2. Regardless of their age, teach young children to memorize their basic personal information such as full name, address, telephone number, and the names of their parents or guardians. This will be invaluable in the event they become separated from their family following a disaster.
3. Learn the disaster response policies of you child’s school or daycare center. Be sure to establish a backup plan so that someone is available to pick them up and/or care for them if you are unable to do so. A good idea would be to have the backup person check on them, regardless, just to be sure. (After all, you may be hurt and unable to call the backup person yourself.)
4. Make sure the school or daycare center always has current emergency contact information for your children. They should also have a list of persons authorized to pick your children up from school. The last thing you want is for a kidnapper to take advantage of the chaos and snatch your child away for some nefarious reason.
5. Establish more than one family meeting site and make sure you child knows where it is. This will help if you can not return to your home.

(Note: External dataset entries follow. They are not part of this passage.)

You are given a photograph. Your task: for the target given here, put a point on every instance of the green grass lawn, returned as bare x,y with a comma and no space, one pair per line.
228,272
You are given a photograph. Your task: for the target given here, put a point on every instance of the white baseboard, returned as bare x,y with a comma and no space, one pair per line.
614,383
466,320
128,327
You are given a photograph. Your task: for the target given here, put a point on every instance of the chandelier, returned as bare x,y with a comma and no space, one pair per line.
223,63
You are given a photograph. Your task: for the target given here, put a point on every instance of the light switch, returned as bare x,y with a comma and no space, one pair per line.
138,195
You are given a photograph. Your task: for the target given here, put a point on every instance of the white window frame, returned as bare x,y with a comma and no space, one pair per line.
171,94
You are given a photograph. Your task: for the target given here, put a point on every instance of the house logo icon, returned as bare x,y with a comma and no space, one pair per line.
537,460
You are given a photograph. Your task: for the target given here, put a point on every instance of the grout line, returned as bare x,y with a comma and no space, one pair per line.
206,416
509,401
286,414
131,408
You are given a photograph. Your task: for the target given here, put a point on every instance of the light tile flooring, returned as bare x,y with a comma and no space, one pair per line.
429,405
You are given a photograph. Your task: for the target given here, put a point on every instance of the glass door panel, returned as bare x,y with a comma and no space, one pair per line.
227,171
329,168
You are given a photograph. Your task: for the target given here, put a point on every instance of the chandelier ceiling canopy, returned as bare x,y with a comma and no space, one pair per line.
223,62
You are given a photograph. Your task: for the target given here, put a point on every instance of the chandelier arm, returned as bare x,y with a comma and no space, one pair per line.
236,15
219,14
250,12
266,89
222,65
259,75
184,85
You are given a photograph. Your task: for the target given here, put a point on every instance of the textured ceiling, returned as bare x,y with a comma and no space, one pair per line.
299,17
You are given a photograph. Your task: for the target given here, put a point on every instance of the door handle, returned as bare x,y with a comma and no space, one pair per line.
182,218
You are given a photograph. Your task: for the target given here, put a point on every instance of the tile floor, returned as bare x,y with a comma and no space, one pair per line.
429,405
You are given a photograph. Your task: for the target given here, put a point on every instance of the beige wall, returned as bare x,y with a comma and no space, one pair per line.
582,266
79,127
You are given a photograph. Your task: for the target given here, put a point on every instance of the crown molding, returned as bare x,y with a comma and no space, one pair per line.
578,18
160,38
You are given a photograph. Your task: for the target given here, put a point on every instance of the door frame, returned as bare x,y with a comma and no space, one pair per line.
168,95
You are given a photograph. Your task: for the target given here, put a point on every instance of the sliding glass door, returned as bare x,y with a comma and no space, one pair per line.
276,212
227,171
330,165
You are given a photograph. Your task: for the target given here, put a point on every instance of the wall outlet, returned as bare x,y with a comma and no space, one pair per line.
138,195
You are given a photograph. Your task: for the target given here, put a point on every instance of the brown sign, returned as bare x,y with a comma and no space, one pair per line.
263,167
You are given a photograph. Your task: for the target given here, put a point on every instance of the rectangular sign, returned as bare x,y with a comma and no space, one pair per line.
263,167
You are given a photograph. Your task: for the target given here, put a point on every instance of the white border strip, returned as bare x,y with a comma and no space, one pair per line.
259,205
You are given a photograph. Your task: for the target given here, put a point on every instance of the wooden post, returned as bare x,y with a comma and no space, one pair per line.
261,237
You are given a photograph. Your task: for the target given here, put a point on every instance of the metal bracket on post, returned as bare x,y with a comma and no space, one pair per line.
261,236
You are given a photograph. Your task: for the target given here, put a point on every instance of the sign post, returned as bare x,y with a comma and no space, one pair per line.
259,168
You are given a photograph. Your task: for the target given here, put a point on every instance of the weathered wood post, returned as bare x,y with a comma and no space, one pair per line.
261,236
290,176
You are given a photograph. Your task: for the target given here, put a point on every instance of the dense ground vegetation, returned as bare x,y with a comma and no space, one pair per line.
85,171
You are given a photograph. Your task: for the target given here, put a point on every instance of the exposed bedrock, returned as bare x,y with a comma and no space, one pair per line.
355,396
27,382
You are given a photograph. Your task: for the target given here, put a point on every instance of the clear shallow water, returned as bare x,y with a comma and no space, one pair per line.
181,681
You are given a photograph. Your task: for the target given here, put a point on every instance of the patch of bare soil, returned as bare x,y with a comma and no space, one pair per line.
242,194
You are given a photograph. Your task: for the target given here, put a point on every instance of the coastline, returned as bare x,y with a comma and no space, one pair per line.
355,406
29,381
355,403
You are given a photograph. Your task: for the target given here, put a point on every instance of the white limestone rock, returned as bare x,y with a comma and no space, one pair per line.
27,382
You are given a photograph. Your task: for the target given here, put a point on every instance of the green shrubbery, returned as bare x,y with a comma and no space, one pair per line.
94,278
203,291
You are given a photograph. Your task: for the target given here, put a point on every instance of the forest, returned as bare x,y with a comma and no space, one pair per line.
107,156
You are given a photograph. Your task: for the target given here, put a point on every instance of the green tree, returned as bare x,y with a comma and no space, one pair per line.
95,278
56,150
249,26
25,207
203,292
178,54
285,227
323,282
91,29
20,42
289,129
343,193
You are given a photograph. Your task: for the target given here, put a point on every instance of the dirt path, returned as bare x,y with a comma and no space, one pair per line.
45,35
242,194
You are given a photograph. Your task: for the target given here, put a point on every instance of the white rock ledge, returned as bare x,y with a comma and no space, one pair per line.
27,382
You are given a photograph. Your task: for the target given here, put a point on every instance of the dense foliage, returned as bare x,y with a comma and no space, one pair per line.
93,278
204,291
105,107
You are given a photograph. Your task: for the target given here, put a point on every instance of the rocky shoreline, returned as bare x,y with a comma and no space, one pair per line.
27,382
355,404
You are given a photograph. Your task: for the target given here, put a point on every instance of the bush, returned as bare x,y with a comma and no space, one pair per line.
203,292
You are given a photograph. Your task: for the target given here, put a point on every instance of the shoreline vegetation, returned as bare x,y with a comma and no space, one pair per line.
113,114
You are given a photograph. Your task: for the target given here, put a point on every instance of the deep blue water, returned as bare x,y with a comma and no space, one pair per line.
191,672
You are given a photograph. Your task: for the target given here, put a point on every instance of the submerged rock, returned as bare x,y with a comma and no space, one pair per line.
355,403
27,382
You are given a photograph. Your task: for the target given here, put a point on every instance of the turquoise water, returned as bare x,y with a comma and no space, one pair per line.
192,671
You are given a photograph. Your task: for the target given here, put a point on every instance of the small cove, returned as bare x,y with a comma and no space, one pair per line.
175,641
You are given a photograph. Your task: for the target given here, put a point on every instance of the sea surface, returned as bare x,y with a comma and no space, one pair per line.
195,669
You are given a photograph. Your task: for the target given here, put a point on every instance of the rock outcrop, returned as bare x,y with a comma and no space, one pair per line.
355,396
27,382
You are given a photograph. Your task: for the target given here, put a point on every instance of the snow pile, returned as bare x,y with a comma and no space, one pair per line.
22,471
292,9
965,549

6. Establish an out-of-state contact person and make sure that your child and the school knows how to reach this person. Remember that although local phone lines may be down, long distance circuits often will be working following a disaster.
7. Teach your children how to use 9-1-1 and practice what they should say to the dispatcher when they do call.
8. Educate your children regarding the need to stay away from downed trees, downed utility poles and any wires that may be lying on the ground. Also teach them to recognize the small of gas and – this is important – to tell an adult they smell gas even if they are not 100% sure. Include instructions to get outdoors and leave the home or building if they even think they smell gas.
9. Practice evacuation strategies and evacuation routes as a family project. Make an outing of it and while you don’t want to diminish the importance of the practice mission, make it fun as well.
10. If you live in an earthquake or other natural disaster zone, teach them basic responses such as Drop, Cover and Hold or Stop, Drop and Roll.
11. Prepare a mini Go-Bag for each child. Include a family picture, a toy, and a game, book or puzzle to keep him or her occupied. Also include some treats.
12. In the adult/family Go-Bag, include copies of the children’s birth certificates, recent photos and additional kiddie comfort foods.
The Final Word
One thing I used to hate when I was a child was the grown-ups talking about something and assuming that I was either not interested or worse, unable to understand. In reality, I had an innate curiosity and even though I only understood half of what the adults were saying, I still soaked it up like a sponge.
With that in mind, I can not think of a better situation for including your children than a family discussion about planning for an emergency of survival situation.